Restore protocol model / Reversing communication protocol
What is this?
This is a process of restoration of communication protocol internals: communication method, encryption information, data structures and logic component of communication.
Why do we need this?
Restoration of protocol information could be interested to many customers. Here are the reasons why it could be useful to know how communicate that or another application:
– Security reasons (what and where your data transfers, when and how often it does this, how safe it’s doing);
– Source code or documentation lost and additional development is required;
– Knowing of protocol specification could give information about application and server internals;
– Protocol model could be used to make security testing to prevent hackers attacks in future;
– Also protocol analysis could be used to compose list of recommendations aimed to improve investigating protocol (how to speed up, make it more secure or safe traffic);
Another area where protocol reversing are applied is malware analyses laboratories, used to restore botnet infrastructure to find way how to shutdown or disarm it. In time knowledge of malware protocol can stop spreading before it becomes an epidemic or harm community.
How hard is this?
The study protocol should be performed by qualified professionals, as requires in-depth knowledge in the field of networking, operating systems, and a thorough knowledge of security systems and cryptography. Also, the analyst must have extensive experience reversing applications and has a phenomenal concentration and analytical mind. Whole our team is composed of such individuals, each of whom highly responsible and knows his job perfectly.
Restore protocol algorithm
Here is step by step walkthrough how do we do this and what problems we solve when doing own job. Note that this algorithm isn’t elixir for all situations, each product has own specific and we make each protocol analyses considering all of its features.
Setup environment
First thing what we need is to setup proper environment to start analysis. This environment should considerate specific hardware configuration, operational system and software configuration, geographical location and isolation. Virtual environment is enough in most cases, but if it is required we provide proper stand alone dedicated network. This helps us to make copy of original working environment.
Define used protocol
Definition of used protocol is fundamental step before any analysis could be made, this could be TCP/IP, NetBIOS, IPX or something more specific. In most cases TCP/IP used as well it is part of internet.
Define data transfer method
Data transfer method determines how we will further analyze the protocol. It can be as normal TCP/IP connection or a series of unrelated DNS queries each to pass a small piece of data.
Get proper connection
If the host changed each connection here we should determine what rules is subordinate. It is required to retrieve information that will give comprehensive information how that connection made, when and on what it depends, what can triggers it.
First data
Next step is to get the first data of protocol. We have a huge amount of tools to do this as complex solution in shortest terms, even for most secured connections. First data will help to know more about protocol internals. Often signature scanning can tell some basic information on how it transferred, is it plain, SSL encrypted, or something else. After this we should get enough information to start packing analysis. Signature scanning also could help on this stage, for example zip, zlib or any other standard packing methodology could be determined by signatures.
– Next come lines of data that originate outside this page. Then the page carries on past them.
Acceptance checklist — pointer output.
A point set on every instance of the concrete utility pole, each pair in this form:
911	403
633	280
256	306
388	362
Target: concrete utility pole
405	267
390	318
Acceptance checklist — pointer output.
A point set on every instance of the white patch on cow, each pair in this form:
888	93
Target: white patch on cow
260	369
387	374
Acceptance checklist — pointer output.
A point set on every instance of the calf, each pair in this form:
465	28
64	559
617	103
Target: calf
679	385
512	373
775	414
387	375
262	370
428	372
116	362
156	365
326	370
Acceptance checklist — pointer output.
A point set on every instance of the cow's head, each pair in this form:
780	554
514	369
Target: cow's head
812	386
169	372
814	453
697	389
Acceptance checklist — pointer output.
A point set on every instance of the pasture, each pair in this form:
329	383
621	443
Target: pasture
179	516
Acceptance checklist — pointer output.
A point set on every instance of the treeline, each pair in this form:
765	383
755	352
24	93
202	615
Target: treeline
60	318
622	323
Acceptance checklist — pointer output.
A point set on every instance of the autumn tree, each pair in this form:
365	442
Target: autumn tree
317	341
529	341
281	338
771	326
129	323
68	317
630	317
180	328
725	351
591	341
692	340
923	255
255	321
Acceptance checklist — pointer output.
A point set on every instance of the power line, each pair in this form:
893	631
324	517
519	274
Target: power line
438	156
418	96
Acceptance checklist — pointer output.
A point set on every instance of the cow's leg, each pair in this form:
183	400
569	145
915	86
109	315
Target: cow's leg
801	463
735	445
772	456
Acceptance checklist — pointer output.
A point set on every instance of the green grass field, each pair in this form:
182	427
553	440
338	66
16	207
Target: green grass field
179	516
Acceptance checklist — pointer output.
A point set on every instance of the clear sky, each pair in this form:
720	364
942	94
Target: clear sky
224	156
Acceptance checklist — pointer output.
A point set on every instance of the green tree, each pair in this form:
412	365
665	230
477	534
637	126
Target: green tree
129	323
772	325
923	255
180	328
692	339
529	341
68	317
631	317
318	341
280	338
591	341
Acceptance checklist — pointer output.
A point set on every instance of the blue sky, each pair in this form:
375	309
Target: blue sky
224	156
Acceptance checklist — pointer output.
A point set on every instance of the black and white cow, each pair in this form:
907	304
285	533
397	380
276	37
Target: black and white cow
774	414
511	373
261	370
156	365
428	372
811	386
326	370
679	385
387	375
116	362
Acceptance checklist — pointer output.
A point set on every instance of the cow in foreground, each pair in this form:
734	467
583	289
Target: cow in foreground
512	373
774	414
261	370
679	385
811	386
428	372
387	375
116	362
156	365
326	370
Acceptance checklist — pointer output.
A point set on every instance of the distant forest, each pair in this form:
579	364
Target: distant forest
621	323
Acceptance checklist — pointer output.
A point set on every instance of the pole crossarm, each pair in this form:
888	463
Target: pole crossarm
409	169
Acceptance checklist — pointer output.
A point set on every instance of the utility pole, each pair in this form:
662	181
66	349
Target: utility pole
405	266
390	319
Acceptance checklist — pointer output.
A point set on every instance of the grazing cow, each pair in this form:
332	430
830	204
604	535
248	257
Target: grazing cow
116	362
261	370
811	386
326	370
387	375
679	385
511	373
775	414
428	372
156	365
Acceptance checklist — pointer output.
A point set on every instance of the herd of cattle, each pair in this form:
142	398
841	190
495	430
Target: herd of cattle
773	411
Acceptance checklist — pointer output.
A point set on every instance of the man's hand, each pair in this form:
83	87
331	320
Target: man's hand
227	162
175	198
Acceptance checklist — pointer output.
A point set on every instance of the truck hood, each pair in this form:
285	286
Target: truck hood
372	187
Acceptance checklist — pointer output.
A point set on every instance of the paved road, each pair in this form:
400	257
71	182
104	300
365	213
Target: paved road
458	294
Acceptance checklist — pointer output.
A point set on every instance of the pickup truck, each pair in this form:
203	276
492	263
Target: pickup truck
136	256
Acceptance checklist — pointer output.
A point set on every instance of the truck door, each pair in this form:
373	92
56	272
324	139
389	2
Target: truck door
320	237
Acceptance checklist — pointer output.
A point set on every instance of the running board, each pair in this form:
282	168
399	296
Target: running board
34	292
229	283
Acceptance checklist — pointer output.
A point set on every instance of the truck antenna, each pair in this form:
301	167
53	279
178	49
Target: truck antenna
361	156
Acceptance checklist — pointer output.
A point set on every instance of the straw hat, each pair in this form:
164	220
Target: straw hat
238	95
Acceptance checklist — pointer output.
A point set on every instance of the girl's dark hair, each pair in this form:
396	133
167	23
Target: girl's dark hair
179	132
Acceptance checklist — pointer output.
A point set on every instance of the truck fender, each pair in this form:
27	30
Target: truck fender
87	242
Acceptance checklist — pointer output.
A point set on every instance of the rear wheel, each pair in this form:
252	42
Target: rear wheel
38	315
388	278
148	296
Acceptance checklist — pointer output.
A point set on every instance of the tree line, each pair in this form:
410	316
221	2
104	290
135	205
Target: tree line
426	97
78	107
If nothing of standard is suitable but the data seems still packed so it’s time of disassembly and any debugging tools that may shed light on the process of data unpacking/decrypting. Often developers of software love to make custom packing solutions to prevent easy protocol analyses and increase time for this process.
Second data
Continuing the analysis answer the question: whether or not the protocol stream based? If the protocol is stream based then another analysis should be made to improve understanding of data transfer mechanism. Not knowing streaming application depending doomed to loss data and connection. It is required to determine package boundaries on this stage. Find the way to read and write on data channel so another side can properly process an answer. If the package sizes can vary then to complete this stage it is required to determine size of package. It is often translated in the package header, but it could be everywhere and encryption as the way of protection is not excluded.
More data
The last question to complete protocol low level understandings: is it Synchronous / Asynchronous? On this stage we determine what should application do to work with protocol properly and answer in time? Synchronous protocols are easily to understand. The both methods are popular and each one has own sphere of application. Programmers often like to make own package counters and protect them with some specific keys which is generated by some hardcore algorithm. Only detailed analyses of executed code can give full information on how it is done.
Data store methods
On this stage we determine how that data stored inside the packages:
– 7-bit / 8-bit encoding
– normal byte order or reverse byte order
– how the strings stored and terminated
– specific of negative numbers
– specific of float numbers
– specific of long (64 bit) numbers
– boolean types
– fields separator / terminator
– information scheme (HTML, XML, …)
Package structure
When the store methods are investigated the next stage is to get knowledge of internal structure for each used package. Recently host can answer in different ways so the analytic should determine and describe each possible request/answer and fields for each kind of request/answer. Understanding the logical component of the product is to come at this stage, so analytic will be ready to restore protocol model.
Restoring complete model
The last stage of analysis is to recreate all necessary documentation to completely describe communication protocol in details, so programmer can recreate it using this model and it will be completely identical to original application.